GERMANY - Berlin Airport Authority and Segro have agreed the development of a 38-hectare business and logistics park next to Berlin's Schönefeld airport after the London-listed property investor acquired the land for €34m.

Segro, which has Shropshire local authority'S pension fund as a shareholder, will construct the €120m park next to Berlin Brandenburg International Airport, a terminal under construction. The expanded airport will in 2011 replace the three which now serve the city.

The firm is marketing the deal as evidence of its aim to increase its presence specifically in Germany as well as in continental Europe generally.

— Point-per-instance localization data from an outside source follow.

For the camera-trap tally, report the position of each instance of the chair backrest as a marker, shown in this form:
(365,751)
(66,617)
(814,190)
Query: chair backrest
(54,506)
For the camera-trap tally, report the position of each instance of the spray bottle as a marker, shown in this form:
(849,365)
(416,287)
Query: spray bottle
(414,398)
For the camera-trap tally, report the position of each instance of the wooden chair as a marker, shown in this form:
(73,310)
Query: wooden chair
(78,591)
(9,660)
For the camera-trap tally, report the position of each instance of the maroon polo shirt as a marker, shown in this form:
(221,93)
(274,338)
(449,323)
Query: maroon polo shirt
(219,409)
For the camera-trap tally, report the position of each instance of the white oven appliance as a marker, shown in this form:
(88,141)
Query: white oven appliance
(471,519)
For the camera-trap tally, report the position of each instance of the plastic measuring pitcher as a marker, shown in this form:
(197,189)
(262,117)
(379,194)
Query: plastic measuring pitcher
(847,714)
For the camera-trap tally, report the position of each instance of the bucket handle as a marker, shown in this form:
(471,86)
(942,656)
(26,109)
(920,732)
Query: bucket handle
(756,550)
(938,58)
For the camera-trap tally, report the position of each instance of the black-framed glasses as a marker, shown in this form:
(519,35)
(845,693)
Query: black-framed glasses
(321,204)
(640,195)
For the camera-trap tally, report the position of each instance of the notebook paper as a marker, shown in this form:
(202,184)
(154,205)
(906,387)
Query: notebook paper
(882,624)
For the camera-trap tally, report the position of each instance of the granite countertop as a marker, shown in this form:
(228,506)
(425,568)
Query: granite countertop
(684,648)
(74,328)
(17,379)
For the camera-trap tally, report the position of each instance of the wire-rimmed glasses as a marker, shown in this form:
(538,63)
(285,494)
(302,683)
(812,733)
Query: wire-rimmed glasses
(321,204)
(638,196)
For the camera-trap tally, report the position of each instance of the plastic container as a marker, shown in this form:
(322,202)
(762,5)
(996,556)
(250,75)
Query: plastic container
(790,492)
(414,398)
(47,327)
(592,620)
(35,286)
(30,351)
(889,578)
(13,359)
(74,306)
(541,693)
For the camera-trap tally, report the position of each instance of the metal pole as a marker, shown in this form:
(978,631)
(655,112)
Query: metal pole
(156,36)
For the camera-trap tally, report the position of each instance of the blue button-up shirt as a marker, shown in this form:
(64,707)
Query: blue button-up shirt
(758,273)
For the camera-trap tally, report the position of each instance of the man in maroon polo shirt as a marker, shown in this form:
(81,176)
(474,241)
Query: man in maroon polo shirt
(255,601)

It also noted the significance of its involvement in an infrastructure project at the launch stage, with an option on 24 additional acres before 2011.

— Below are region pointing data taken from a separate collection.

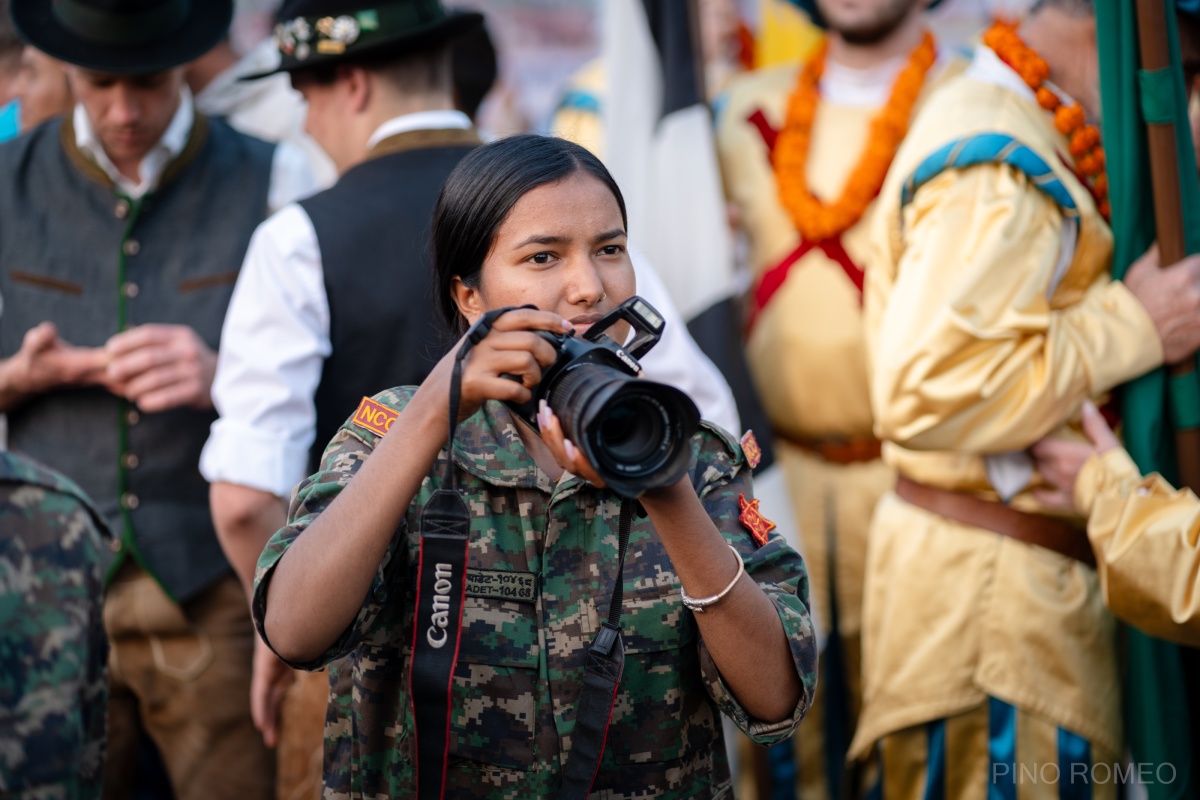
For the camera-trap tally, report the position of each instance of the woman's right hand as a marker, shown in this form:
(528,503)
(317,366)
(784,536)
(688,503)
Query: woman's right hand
(510,349)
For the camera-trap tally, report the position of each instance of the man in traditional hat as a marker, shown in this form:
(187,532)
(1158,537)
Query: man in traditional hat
(333,301)
(991,317)
(123,227)
(804,150)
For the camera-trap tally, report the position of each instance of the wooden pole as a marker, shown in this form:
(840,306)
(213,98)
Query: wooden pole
(1164,173)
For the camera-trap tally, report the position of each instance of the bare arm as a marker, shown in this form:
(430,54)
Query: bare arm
(742,631)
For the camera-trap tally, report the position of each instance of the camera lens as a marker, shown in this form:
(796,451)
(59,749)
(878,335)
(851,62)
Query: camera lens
(635,432)
(631,429)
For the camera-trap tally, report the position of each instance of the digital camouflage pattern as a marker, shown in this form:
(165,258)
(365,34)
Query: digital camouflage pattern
(540,567)
(54,681)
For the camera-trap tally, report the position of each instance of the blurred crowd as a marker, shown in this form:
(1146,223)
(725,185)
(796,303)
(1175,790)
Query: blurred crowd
(883,241)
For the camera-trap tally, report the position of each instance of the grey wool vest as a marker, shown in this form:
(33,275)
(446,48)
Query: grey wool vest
(76,252)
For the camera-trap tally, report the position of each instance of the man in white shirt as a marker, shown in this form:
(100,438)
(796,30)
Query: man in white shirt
(334,301)
(123,228)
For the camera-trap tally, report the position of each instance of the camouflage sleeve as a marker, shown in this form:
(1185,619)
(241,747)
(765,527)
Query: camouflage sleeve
(723,482)
(342,458)
(54,685)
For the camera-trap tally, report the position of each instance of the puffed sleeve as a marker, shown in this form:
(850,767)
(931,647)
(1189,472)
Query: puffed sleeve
(1146,536)
(724,485)
(342,459)
(971,356)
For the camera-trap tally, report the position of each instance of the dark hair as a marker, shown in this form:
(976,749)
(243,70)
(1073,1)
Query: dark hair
(415,72)
(481,191)
(474,68)
(10,43)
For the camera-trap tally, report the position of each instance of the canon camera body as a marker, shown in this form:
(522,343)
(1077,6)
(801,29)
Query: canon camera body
(636,433)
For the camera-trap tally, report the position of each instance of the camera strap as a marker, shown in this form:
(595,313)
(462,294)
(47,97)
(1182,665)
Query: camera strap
(441,595)
(437,627)
(601,677)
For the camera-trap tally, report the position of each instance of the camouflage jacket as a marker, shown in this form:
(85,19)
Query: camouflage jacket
(541,561)
(54,683)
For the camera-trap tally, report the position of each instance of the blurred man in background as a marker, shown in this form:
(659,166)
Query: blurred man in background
(123,227)
(804,150)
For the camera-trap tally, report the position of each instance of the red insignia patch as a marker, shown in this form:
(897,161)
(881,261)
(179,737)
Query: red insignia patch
(759,525)
(751,450)
(375,416)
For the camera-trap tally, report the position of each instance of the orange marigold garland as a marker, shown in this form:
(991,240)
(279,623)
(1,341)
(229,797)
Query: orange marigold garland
(1083,139)
(817,221)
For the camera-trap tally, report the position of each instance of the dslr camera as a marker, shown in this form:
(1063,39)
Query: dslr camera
(636,433)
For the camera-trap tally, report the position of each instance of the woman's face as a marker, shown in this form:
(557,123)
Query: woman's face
(562,248)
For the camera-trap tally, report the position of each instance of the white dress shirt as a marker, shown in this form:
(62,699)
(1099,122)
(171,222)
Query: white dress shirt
(292,178)
(276,338)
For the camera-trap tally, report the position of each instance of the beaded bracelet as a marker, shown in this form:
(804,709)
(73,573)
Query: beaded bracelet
(700,605)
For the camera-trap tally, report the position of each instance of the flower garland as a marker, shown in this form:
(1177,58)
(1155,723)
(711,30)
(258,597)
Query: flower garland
(817,221)
(1083,139)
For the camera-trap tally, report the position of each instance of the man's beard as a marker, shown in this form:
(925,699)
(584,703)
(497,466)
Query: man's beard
(875,30)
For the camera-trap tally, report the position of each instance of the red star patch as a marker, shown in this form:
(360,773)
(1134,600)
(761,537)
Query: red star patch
(751,450)
(759,525)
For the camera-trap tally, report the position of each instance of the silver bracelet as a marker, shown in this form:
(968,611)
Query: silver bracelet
(700,605)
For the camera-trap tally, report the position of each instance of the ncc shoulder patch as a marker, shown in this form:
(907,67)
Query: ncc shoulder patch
(751,450)
(760,527)
(375,416)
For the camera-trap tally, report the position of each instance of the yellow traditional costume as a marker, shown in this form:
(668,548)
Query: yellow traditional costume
(1146,536)
(807,354)
(991,318)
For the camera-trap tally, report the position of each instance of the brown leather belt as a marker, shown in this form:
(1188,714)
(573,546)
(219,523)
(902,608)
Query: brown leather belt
(838,451)
(1057,535)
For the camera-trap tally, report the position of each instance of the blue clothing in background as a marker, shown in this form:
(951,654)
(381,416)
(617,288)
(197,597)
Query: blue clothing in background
(10,121)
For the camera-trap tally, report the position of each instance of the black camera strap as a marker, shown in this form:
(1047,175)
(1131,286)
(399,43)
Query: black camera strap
(605,662)
(437,627)
(441,595)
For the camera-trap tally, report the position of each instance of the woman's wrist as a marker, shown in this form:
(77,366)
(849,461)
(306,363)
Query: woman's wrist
(666,495)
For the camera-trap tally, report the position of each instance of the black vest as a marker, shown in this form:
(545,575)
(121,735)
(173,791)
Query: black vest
(76,252)
(373,232)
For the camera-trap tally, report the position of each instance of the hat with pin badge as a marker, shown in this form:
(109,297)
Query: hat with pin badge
(312,32)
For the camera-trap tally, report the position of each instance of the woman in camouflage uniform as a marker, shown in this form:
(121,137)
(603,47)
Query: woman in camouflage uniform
(533,220)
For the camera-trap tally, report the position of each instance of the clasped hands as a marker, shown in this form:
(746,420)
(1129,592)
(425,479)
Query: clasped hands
(157,367)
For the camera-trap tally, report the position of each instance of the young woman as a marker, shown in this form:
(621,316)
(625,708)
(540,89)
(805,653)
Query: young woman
(533,220)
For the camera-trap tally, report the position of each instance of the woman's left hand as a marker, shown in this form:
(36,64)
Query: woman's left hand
(568,456)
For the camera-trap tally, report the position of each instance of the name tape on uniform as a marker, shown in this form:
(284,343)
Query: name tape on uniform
(375,416)
(502,584)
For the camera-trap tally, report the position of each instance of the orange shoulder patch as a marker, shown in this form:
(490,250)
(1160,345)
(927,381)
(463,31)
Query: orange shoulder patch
(760,527)
(375,416)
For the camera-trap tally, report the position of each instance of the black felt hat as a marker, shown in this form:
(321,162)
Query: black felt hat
(124,36)
(312,32)
(810,8)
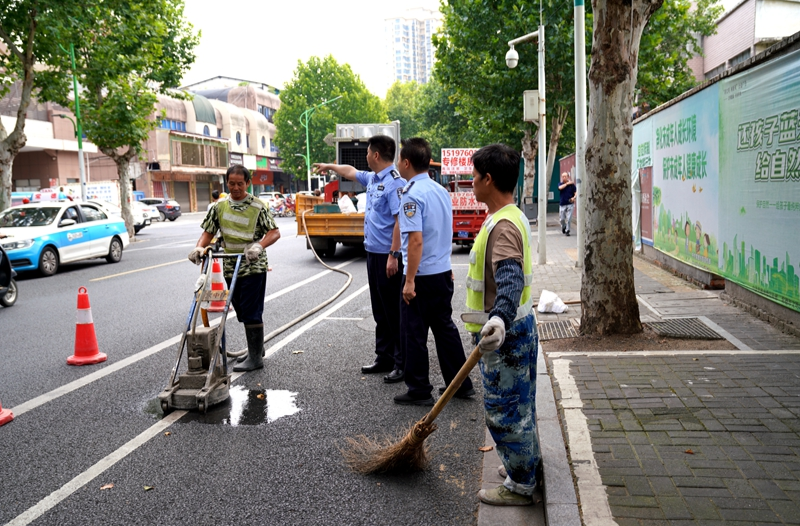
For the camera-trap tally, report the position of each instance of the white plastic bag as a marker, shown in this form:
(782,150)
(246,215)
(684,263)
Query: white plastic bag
(346,205)
(550,302)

Under the agreement, the airports authority will provide the infrastructure for the project and construction will take place in three phases, with initial infrastructure work beginning mid-2008. SEGRO spokesman Michael Waring has ruled out its direct investment in infrastructure. "We will occasionally directly seek to improve local infrastructure to facilitate our sites but direct infrastructure investments themselves are absolutely not what Segro does," he said.

"We want to be where our customers want to operate - major business centres, distribution hubs, airports, seaports, major European road junctions and other transport arteries - along Europe's freight corridors. We are not always located right beside major air or sea ports; simple good general transport connections may be sufficient. It's a case of what works best for our occupiers," he added.

"In many Western European locations, proximity to a major airport or inter-modal transport hub is a clear advantage to us, but in Poland some of our sites are in the absolute prime road locations, partly because the planning regime can be more flexible in Eastern Europe."

Segro's strategy is to focus on high-growth areas with strong transport infrastructures.
Despite hype around proximity to a hub serving 20m people, the firm last week stressed its cautious approach to the development, which will involve only "an element" of speculative build.

In its earlier incarnation as Slough Estates, Segro partnered pension funds in property ventures, including one with BA pension fund for part of its Wynyard development in the northeast of England.